My maternal grandfather, Oscar Israelsson, was a tall and stately man and seemed to be born to become a leader of men. He came from a family of small factory owners, an occasional engineer and big farmers in Småland, a southern province that borders on Skåne, in the very south of Sweden . That is where I grew up.

The fields in Småland were extremely stony, so farming was hard work. For many generations back the farmers had had to clear the fields of stones and they had used those stones to build beautiful stone walls around their fields. That hard work seems to be the origin of the legendary stinginess of the Smålanders.

I will always remember my grandfather as a handsome and proud man who always walked very upright, and I felt proud of him. Especially when I saw him dressed up for a dinner out or for a party. In fact, the next to the last time I saw him with my niece Kajsa, when he was still up and walking every day in the park at the retirement home, he was still holding himself perfectly straight.

People who grew up in small towns and villages in those days – Oscar was born in 1881 – did not as a rule go to the bigger towns or cities to get secondary education. Social democracy hadn’t been invented yet and the intelligent ones got a sufficiently good basic education in elementary school to continue on their own developing their minds and their knowledge of the world. They could on their own find out about the basics in the scientific and the humanistic fields, and they could develop the everyday good sense that serves us well as we go about making a niche for ourselves in our environment.

Oscar had known my grandmother Bertha Johannisson from the small town of Lenhovda from his early youth. She was a fair maiden from a proud and well-off farmer’s family and her parents were all set on a good marriage for her. Maybe a bit better than the young suitor who had suddenly come into the picture. However, this was going to be another marriage for love and there was no convincing lovely young Bertha that Oscar was not good enough for her. Bertha’s parents, Lovisa and Fabian Johannisson, were indeed not going to regret their acceptance of the young man as their son-in-law.

Grandma and Grandpa at the time of their engagement.

Grandpa first had a starch factory in Blekinge, close to Småland and all seemed to go well for the young couple who had now become a family of four and were soon going to be a family of five.

But one hot summer’s day the factory burned to the ground. There was no telling what caused the fire and Grandpa, like so many small business men in those days, had no insurance.

They moved to northern Skåne and  — heaven only knows how — Grandpa managed to make a new start in life. He somehow bought a mill and a saw-mill in the neighborhood of Kristianstad. The mill was run by a steam engine and so was the saw mill.

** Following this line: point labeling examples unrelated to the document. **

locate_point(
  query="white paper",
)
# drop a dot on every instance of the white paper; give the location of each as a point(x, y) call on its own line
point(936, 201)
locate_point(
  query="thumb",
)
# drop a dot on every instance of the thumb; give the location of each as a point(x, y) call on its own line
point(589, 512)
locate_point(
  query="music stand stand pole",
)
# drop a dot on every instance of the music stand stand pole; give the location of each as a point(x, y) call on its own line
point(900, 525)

It had once been intended to be water powered, but there was not enough water in the little stream and so the steam engine had been installed.

The farmers delivered their grain under a covered entrance to the mill and there was a lot of friendly chatting about the weather and the harvest that could go on for quite a while. Machines were constantly grinding away in the two-floored building. We could see the grain going into the grinder and thought it somewhat of a miracle that it came out on the ground floor as flour. Grandpa also had his own electric generator. Grandpa and Grandma both descended from parcimonious Småland farmers and anything they could produce themselves they did, be it electricity or eggs from their chickens. This was part of their way of life.

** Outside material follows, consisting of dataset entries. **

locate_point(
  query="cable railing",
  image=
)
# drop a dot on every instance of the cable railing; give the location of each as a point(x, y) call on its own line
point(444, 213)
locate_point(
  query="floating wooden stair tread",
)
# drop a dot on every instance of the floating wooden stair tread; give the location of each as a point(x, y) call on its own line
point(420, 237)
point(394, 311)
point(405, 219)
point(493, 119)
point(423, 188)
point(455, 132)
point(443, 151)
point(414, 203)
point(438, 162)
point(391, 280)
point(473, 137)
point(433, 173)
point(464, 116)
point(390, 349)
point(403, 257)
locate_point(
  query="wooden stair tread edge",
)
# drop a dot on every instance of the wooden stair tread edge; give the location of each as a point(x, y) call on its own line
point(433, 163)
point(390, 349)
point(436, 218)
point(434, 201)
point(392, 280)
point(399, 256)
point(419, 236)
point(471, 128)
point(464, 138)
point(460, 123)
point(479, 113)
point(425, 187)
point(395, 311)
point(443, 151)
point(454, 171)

They had a big house and Grandpa had an office where the telephone was and a leather sofa that to my surprise could be made into a bed. In a corner there was a black iron stove and on the wall above it was an iron decoration with two standing-up lions turned towards the center. I once saw the identical decoration piece in a museum somewhere. In these old houses there would be a fireplace in every room, most often tiled stoves that went up to the ceiling.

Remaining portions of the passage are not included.